I know what you mean about the Schnauzers. 
Labradors are my favourites any day!


----------



## Sarah1983 (Nov 2, 2011)

I really dislike the whole "eager to please" train of thought. I think it sets many dogs up for failure and leads many people to believe they have a stupid or stubborn dog when they just have a normal dog who requires a bit of motivation to do things. 

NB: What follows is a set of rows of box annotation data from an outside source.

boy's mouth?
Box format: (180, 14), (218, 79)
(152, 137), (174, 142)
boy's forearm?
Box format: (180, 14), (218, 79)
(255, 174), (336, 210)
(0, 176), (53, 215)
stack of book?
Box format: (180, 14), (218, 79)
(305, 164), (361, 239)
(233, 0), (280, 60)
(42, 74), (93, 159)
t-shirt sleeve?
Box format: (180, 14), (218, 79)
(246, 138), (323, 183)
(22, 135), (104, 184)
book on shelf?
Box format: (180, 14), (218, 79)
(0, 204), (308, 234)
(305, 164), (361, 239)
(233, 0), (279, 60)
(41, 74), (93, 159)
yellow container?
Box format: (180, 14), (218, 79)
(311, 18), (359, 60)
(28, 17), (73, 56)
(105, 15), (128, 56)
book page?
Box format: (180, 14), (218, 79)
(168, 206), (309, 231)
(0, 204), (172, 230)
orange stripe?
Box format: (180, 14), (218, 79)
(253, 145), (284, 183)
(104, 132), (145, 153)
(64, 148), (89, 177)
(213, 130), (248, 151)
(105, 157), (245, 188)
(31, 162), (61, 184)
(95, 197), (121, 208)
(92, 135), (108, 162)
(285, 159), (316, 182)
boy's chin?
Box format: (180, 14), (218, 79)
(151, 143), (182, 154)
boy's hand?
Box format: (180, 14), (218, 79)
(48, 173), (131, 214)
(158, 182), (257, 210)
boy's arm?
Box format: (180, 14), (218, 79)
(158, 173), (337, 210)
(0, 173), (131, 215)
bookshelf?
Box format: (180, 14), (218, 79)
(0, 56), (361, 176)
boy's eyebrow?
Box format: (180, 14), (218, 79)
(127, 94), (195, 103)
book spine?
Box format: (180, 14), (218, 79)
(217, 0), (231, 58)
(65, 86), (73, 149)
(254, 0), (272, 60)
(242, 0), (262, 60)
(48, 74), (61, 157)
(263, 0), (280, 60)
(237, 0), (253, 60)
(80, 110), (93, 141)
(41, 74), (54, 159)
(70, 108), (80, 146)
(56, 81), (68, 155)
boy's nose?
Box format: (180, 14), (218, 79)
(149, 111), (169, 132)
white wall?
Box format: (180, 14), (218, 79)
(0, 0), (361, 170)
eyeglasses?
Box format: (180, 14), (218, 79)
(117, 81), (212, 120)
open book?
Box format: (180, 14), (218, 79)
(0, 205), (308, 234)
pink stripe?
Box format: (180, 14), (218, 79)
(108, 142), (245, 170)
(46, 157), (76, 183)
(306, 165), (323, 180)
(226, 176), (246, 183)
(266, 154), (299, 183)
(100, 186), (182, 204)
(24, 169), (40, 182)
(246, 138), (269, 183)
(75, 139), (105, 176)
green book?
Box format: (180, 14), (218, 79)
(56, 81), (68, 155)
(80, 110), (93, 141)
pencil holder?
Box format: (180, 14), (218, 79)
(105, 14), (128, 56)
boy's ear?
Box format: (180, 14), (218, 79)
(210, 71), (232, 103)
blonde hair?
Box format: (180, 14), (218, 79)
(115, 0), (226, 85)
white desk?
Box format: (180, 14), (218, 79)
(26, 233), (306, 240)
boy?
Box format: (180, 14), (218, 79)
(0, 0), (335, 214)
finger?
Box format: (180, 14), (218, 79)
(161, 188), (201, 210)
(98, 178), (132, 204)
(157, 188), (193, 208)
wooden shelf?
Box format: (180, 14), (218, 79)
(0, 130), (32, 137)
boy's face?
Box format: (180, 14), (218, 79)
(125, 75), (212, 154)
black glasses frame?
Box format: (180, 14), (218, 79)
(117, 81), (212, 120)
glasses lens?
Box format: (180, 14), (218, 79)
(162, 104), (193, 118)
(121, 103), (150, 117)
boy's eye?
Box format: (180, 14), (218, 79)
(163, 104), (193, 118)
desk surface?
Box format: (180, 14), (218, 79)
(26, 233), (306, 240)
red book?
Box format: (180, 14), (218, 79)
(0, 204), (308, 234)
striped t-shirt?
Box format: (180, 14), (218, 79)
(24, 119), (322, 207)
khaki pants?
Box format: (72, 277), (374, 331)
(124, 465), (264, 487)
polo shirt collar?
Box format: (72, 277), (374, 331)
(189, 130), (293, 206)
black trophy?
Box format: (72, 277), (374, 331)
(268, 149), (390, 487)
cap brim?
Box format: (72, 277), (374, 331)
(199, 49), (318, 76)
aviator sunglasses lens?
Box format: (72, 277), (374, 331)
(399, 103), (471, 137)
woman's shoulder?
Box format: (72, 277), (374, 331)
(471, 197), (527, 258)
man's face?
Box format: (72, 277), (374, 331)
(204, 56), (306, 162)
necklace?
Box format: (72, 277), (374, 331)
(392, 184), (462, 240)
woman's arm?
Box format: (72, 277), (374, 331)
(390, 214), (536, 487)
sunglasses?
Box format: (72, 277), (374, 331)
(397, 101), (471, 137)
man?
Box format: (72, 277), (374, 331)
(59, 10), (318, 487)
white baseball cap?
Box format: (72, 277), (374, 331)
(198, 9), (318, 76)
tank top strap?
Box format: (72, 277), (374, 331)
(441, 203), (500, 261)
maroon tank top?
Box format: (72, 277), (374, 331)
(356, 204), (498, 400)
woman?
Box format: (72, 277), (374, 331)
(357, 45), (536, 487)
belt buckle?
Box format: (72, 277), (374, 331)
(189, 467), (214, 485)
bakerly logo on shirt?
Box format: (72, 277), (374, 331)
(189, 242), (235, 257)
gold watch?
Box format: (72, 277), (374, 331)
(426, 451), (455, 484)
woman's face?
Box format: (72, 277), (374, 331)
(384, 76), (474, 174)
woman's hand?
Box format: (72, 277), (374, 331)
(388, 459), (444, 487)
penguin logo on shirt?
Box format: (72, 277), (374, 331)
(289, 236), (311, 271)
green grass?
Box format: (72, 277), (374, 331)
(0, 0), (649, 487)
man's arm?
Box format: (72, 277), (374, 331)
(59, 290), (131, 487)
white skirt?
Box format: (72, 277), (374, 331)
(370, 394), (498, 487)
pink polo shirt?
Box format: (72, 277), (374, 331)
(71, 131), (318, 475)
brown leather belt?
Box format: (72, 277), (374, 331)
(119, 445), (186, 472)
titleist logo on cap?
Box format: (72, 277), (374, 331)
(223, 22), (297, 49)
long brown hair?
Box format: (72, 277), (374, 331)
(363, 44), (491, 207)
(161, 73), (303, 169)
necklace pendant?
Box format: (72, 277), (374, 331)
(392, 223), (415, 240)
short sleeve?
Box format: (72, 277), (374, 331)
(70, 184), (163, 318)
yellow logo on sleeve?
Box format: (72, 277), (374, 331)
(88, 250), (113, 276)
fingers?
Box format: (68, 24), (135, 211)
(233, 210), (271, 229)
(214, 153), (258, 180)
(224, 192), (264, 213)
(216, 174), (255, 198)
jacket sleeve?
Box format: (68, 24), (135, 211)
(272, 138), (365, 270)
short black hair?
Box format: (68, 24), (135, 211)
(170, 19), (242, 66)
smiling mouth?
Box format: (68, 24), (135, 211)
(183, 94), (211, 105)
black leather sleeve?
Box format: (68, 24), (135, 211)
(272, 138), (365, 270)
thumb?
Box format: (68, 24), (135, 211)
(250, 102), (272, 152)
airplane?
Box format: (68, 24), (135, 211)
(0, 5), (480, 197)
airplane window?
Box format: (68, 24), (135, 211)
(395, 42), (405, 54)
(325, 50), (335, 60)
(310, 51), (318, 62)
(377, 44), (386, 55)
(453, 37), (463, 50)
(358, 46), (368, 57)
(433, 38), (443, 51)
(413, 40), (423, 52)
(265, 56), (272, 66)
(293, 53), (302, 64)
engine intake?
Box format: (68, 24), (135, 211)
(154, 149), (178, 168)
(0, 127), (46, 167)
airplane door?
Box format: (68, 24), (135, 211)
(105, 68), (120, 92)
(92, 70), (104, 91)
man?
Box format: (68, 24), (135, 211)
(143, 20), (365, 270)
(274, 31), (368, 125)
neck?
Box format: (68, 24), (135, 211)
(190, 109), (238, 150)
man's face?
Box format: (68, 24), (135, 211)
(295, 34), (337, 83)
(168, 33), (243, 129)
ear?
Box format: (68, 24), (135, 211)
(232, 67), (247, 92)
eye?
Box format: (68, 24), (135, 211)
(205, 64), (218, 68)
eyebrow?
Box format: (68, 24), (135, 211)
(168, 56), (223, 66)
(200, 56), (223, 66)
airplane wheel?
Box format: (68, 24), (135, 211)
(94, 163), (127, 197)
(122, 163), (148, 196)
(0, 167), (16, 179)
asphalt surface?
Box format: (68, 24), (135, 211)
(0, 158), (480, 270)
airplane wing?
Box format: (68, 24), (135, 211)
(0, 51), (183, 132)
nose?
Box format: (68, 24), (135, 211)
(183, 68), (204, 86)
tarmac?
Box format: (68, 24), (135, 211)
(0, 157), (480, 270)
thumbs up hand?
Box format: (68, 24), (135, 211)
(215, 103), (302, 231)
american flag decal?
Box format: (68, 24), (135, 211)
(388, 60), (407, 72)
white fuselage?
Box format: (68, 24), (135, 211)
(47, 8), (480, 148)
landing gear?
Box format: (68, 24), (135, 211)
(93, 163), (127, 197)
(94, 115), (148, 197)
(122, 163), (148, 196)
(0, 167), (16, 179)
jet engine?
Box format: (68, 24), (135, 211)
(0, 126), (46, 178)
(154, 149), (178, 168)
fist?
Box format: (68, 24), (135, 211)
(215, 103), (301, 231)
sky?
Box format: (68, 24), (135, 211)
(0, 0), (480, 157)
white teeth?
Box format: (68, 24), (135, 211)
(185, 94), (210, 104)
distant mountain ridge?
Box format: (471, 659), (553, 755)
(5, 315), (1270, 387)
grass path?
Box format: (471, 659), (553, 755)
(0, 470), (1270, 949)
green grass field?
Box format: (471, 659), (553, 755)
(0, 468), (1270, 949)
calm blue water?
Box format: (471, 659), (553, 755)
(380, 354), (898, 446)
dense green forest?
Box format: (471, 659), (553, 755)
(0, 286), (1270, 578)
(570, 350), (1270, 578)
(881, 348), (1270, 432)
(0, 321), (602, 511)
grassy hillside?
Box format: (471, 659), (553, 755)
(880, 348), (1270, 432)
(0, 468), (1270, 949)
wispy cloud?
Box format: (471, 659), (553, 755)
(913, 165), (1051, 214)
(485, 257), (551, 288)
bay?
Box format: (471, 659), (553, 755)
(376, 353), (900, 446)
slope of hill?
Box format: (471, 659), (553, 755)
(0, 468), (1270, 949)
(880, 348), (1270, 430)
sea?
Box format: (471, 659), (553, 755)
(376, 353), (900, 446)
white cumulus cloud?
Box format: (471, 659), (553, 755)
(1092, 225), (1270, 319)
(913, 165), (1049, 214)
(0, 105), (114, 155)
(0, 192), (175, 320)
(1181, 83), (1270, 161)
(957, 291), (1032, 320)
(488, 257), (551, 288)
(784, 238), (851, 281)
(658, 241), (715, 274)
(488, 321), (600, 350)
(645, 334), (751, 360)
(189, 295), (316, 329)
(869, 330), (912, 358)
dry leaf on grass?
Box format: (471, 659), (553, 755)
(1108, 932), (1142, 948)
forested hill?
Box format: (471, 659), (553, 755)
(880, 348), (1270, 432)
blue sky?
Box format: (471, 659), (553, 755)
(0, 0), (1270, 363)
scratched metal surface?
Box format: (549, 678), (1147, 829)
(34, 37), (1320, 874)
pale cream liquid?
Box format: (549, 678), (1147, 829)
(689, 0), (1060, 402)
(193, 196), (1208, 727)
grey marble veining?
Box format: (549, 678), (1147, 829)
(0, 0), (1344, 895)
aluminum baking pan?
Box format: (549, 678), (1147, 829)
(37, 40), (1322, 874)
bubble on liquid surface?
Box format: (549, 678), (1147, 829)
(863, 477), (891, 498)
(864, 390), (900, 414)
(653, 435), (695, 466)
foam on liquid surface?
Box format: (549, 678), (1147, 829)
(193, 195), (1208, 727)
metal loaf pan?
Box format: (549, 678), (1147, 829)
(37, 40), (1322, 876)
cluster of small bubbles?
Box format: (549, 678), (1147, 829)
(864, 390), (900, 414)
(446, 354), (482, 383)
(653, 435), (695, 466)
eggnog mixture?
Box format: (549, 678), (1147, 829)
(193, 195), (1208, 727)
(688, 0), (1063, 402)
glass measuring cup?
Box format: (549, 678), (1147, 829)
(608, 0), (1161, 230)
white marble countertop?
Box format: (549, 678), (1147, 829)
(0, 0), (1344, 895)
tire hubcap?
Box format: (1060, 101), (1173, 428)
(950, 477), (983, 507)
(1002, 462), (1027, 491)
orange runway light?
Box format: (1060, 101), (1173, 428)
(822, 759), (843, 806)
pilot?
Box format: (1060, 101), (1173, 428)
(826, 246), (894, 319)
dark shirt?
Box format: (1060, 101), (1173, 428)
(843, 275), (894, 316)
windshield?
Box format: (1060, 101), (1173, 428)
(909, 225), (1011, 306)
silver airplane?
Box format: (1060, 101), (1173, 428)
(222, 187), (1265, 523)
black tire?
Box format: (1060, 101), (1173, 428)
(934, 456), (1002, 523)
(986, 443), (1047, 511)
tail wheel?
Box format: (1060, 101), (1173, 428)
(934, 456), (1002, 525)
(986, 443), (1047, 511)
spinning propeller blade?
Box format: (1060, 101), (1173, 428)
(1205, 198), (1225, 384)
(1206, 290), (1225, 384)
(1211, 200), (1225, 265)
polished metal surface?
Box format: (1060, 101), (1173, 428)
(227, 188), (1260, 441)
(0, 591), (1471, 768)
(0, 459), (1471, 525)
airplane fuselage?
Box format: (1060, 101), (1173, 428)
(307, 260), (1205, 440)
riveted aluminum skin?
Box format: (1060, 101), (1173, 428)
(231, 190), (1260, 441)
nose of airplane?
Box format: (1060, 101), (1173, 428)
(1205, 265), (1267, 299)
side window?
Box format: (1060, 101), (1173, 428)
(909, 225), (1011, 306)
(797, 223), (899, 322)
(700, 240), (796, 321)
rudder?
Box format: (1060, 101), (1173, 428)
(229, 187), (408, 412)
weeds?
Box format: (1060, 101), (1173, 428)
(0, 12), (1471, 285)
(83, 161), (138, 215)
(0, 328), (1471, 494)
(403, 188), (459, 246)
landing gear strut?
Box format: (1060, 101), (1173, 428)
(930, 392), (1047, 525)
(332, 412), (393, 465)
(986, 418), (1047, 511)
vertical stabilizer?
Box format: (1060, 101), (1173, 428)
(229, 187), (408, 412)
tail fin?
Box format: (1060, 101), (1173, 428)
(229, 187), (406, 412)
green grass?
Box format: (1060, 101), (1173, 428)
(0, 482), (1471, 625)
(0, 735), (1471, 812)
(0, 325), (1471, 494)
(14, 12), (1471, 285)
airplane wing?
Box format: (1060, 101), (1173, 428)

I wouldn't describe Spencer as "eager to please" but he is very eager to do what works to earn himself something nice  Whether food, a toy, a belly rub or whatever. It's more "how can I get that thing I want?" rather than "how can I make Sarah happy?" if you know what I mean.


----------



## CockersIndie (Dec 14, 2011)

I've only ever had (show) Cockers so can't comment on the comparison; but they are joyful little dogs. Indie's recall is improving all the time- although if she is really interested in something, a little persuasion is needed! She's very attentive, and will fetch through heavy cover and water etc. Saying that, our preivous cocker Poppy hated water. I think all dogs are individuals anyway- there's no guarantees on character etc between or within a breed. But if your heart is set on a lab i wouldn't necessarily discount them just on account of your circumstances re: house and garden- lots of walks etc as others have said should be ok? my best friend has two flatcoat retrievers and they live in a modest 3 bed semi with a small garden; and another had two newfies in the same sort of house


----------



## RedGirl10 (Apr 6, 2012)

Not the same I know, but we have a 6 month old Lab x Springer Spaniel and he's a superstar - easiest ever to train and a joy in the house. I think we've inherited the best of both breeds. Had labs in past (working lines) but just came across this little fella and thought he may be more medium sized (he just looks like a lighter boned and slimmer lab - will post pics when I've got some on here - newbie!). But I think he is going to need more exercise and stimulation than pure lab. Have to agree with the above though, I love labs and try not to focus on size - temperment is probably more important than physical size when deciding for your home.


----------



## lulu15 (Apr 5, 2012)

Thanks everyone for your replies. I think Labradors will always have a place in my heart. I'm going away at the end of the month but when I come back I will start looking for a dog. I am definitely ready now to get another dog, the house has not felt the same without a dog in it.


----------



## missnaomi (Jun 4, 2010)

Someone at my dog training has a Field Spaniel - its not much bigger than a cocker but seems more biddable? It seems a lovely dog! Might be worth doing sone research and someone on here might know more about them than me?

Naomi x


----------